Cycling Across t’Bridge by Ieuan ap Hywel

Cycling Across t’Bridge

Wending my way agin wind and wet weather
wearing oilproofs and yellow sou’wester.
Astonished to see Nona waiting for me,
straddling the bar of her dad’s rusty bike.

Oilproofs flapping I look up to see
wind whipping water up from the weir.
Her dress draping over her boneshaker bike,
spray splashing onto her long chestnut hair.

The wind whipping water up from the weir.
Proud, standing tall, red-knitted cardigan.
Fizzing white foam spraying onto her hair.
Standing sedate, top button undone.

Proud, standing tall, tight-fitting cardigan.
Weaving my way agin wind and wet weather.
Statuesque, standing tall, top button undone.
Non at the bridge, wistful, waiting for me.

by Ieuan ap Hywel

Editor’s Note: This pantoum sounds so beautiful in the mouth that it’s quite easy to miss the wistful emotional thread that winds through the stanzas.

Poet’s Note: First Place Winner I.B.P.C. November 2021 (The Writer’s Block), Judged by Terence Culleton

A key to the sureness with which this poem realizes the musical structure of the pantoum form is the fact that there is only one main verb in the entire piece. The poet cycles a single remembered image through carefully crafted quatrains in such a way that, with each return of any given detail of the scene, there is not just a recognition, but a re-realization. The language is always fresh and musical, filled with assonantal and consonantal textures, and it’s often surprisingly inventive, as in the second quatrain’s reference to “her boneshaker bike.” Every quatrain of this poem resonates with both loss and recovery. The charged moment is fixed in the past but brought back into the present again through the offices of the poetic imagination.
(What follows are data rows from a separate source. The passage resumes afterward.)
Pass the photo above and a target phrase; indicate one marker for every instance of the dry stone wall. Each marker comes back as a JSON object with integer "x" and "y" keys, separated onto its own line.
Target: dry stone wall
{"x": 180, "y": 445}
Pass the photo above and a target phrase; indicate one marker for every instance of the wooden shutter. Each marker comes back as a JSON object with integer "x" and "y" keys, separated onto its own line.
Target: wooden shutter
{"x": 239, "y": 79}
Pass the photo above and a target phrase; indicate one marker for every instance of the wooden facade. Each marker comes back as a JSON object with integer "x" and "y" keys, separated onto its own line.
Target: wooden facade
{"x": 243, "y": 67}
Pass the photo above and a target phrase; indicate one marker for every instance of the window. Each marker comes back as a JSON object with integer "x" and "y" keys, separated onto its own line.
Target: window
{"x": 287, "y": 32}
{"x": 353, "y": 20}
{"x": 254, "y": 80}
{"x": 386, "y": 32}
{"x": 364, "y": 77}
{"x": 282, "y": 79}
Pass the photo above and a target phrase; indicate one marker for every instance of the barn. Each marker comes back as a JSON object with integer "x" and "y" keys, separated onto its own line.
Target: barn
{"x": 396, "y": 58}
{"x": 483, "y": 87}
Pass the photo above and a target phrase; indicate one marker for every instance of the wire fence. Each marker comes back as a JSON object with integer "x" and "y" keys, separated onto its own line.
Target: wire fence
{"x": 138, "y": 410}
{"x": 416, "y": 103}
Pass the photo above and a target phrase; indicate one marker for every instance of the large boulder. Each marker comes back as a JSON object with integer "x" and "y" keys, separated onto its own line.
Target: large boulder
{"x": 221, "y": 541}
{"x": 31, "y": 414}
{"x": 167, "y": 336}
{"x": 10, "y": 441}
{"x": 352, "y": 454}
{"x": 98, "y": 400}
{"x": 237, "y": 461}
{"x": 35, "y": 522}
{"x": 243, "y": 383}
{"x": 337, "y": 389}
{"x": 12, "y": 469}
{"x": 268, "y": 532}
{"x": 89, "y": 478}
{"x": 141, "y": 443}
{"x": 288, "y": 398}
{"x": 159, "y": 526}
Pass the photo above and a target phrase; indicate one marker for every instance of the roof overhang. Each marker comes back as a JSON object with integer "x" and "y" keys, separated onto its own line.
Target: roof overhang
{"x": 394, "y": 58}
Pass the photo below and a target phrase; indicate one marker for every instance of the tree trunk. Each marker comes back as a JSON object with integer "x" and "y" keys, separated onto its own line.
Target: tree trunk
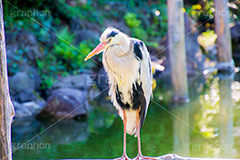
{"x": 176, "y": 43}
{"x": 6, "y": 107}
{"x": 222, "y": 29}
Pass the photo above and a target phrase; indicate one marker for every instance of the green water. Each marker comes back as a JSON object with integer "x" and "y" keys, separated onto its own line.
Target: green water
{"x": 209, "y": 126}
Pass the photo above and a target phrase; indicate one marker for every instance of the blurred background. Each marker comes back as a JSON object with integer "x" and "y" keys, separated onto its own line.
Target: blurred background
{"x": 61, "y": 102}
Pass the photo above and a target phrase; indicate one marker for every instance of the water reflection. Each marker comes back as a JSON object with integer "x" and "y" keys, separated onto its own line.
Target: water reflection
{"x": 181, "y": 129}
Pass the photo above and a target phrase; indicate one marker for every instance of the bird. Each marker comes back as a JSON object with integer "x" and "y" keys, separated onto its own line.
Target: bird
{"x": 128, "y": 65}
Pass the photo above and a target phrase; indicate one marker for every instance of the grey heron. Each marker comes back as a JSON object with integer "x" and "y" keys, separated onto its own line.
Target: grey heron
{"x": 128, "y": 65}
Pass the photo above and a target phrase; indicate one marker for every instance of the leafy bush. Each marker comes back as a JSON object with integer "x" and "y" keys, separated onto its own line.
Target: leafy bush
{"x": 63, "y": 59}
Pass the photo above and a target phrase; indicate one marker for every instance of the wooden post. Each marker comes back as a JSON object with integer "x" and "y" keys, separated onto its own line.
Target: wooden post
{"x": 176, "y": 43}
{"x": 6, "y": 107}
{"x": 222, "y": 30}
{"x": 181, "y": 129}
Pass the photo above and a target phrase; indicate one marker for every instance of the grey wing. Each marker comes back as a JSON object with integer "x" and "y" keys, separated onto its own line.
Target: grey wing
{"x": 145, "y": 76}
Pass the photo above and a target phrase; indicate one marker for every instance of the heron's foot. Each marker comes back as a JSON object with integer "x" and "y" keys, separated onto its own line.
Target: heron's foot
{"x": 141, "y": 157}
{"x": 124, "y": 157}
The merging of past and present, memory and desire, loss and recoupment is the exact remit of the lyric mode and the key to its hypnotic power. I could read this one again and again—and will. —Terence Culleton

Wakeup Call by Ieuan ap Hywel

Wakeup Call

An absence of sound, nothing to be seen
There is neither heat nor cold to afflict
No array of colours from black to white
no consciousness, no symbol, no throb
of blood. Not asleep nor awake
A trill – blanking – illion miles of darkness
No light, no twinkle from a star
No passing spaceship from afar
But listen: a voice penetrates
“Come forth.”
An angel with a wakeup call.
I amble out of the darkness
The light so bright, what are these bandages
Why are all these people gawking

by Ieuan ap Hywel

Editor’s Note: The uncertain punctuation, enjambment, and broken words contribute to an atmosphere of confusion in this poem, and it isn’t until the last two lines that the truth is understood.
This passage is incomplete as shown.